In this example, the MLP detects the presence of “Michael Jordan” by computing dot products with the specific directions for “Michael” and “Jordan.” The activation function ensures that only when both components are present does the neuron activate. The subsequent matrix multiplication adds the “basketball” direction to the embedding, effectively encoding the fact.
This toy example provides intuition into how MLPs might store factual information. However, in practice, the situation is far more complex. Due to the high dimensionality of the embedding space and the necessity to represent an enormous number of concepts, features are often stored in a superimposed manner. This leads us to the concept of superposition in neural networks, where multiple features are encoded within the same set of neurons by allowing them to overlap in the high-dimensional space.
Superposition leverages the fact that in high-dimensional spaces, it’s possible to fit a vast number of approximately orthogonal directions. The Johnson-Lindenstrauss lemma supports this by indicating that the number of vectors you can cram into a space while maintaining near-perpendicular orientations grows exponentially with the number of dimensions. This property allows LLMs to store exponentially more features than the number of dimensions would suggest, enabling models like GPT-3 to handle an extensive range of ideas and facts.

The implications of superposition are significant. On one hand, it allows models to efficiently utilize their capacity, storing a vast amount of information without requiring an impractical number of parameters. On the other hand, it complicates interpretability. Individual neurons may no longer correspond to single, understandable features, making it challenging for researchers to dissect and understand the internal workings of the model. Techniques such as sparse autoencoders are employed in interpretability research to attempt to disentangle these superimposed features, though this remains an ongoing challenge.

To appreciate the scale of these operations, consider the parameter count in GPT-3. The multi-layer perceptrons alone account for approximately 116 billion parameters, constituting around two-thirds of the model’s total 175 billion parameters.
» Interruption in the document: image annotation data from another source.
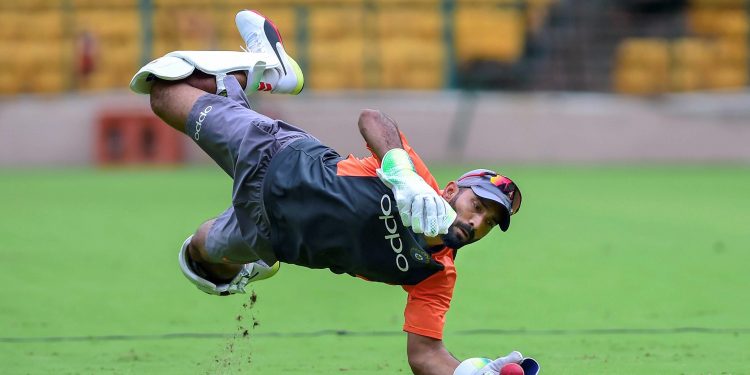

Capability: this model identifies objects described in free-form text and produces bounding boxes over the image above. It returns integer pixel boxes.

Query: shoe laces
[240,32,264,53]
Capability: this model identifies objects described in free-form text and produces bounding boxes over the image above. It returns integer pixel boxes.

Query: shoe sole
[251,9,287,75]
[245,9,305,95]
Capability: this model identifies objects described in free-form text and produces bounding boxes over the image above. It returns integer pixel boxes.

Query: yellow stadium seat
[28,70,65,94]
[615,38,670,73]
[714,36,748,64]
[708,64,748,90]
[377,3,443,39]
[716,8,748,36]
[614,67,668,95]
[455,7,525,62]
[308,6,364,44]
[672,38,715,69]
[613,38,671,95]
[670,66,706,91]
[380,38,445,89]
[73,0,139,9]
[687,6,721,35]
[0,71,23,95]
[305,38,365,89]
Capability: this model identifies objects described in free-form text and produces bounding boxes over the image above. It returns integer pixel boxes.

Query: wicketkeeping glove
[377,148,456,237]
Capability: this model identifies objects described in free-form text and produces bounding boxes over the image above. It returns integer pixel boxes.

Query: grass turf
[0,166,750,375]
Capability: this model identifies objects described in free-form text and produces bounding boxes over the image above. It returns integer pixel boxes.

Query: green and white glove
[453,351,523,375]
[377,148,456,237]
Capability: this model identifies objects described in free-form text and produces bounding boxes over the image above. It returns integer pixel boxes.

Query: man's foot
[235,10,305,95]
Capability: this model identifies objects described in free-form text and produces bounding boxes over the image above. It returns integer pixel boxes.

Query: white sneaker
[178,236,281,296]
[235,10,305,95]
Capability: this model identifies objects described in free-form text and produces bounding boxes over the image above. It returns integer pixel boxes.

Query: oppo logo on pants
[193,106,214,141]
[378,194,409,272]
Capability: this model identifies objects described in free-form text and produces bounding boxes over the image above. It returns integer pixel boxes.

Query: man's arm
[357,109,404,160]
[406,332,460,375]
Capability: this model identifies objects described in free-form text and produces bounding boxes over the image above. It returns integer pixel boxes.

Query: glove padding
[377,148,456,237]
[453,351,523,375]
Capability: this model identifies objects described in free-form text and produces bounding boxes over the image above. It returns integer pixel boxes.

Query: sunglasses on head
[458,172,521,215]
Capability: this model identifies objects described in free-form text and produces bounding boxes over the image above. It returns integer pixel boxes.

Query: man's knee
[188,219,216,263]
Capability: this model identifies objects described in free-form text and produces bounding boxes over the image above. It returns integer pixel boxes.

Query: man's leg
[151,71,247,133]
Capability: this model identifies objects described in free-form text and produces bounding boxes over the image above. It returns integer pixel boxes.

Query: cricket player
[130,11,535,375]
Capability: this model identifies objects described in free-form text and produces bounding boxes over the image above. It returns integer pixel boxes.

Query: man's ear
[443,181,458,202]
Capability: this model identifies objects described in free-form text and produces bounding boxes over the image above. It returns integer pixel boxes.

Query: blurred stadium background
[0,0,750,166]
[0,0,750,375]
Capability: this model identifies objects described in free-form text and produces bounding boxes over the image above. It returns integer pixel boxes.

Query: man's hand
[453,351,523,375]
[377,148,456,237]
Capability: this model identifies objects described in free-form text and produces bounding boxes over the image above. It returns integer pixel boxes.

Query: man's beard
[440,221,475,250]
[440,192,475,250]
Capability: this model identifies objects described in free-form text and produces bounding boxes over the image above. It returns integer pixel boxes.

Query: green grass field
[0,166,750,375]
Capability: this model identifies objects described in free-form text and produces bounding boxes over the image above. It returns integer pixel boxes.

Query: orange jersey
[338,134,456,339]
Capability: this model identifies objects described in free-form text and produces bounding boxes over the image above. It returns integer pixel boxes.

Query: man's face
[441,182,503,249]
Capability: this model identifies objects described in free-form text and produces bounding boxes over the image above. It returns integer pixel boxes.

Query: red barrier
[94,111,184,165]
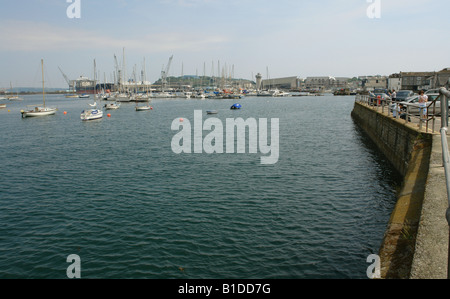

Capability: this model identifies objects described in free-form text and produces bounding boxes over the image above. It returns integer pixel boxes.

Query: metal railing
[356,88,450,279]
[439,88,450,278]
[356,95,440,133]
This immense number of parameters underscores the model’s capacity to store and process vast amounts of information, with the majority dedicated to the MLPs that facilitate complex feature encoding and transformation.
Reflecting on whether the toy example accurately represents how facts are stored in real LLMs, it’s clear that while the example provides valuable intuition, the reality is far more intricate. The superimposed nature of feature encoding means that facts are not stored in isolated neurons but are instead distributed across complex, overlapping representations within the high-dimensional space. This distribution allows models to maintain efficiency and scalability but poses significant challenges for interpretability and understanding.
Understanding the storage of facts within LLMs has broader implications for model design, interpretability, and ethical considerations. As models become increasingly complex, ensuring transparency and mitigating biases becomes more challenging. The black-box nature of these models in critical applications underscores the importance of ongoing research aimed at making AI systems more transparent and understandable.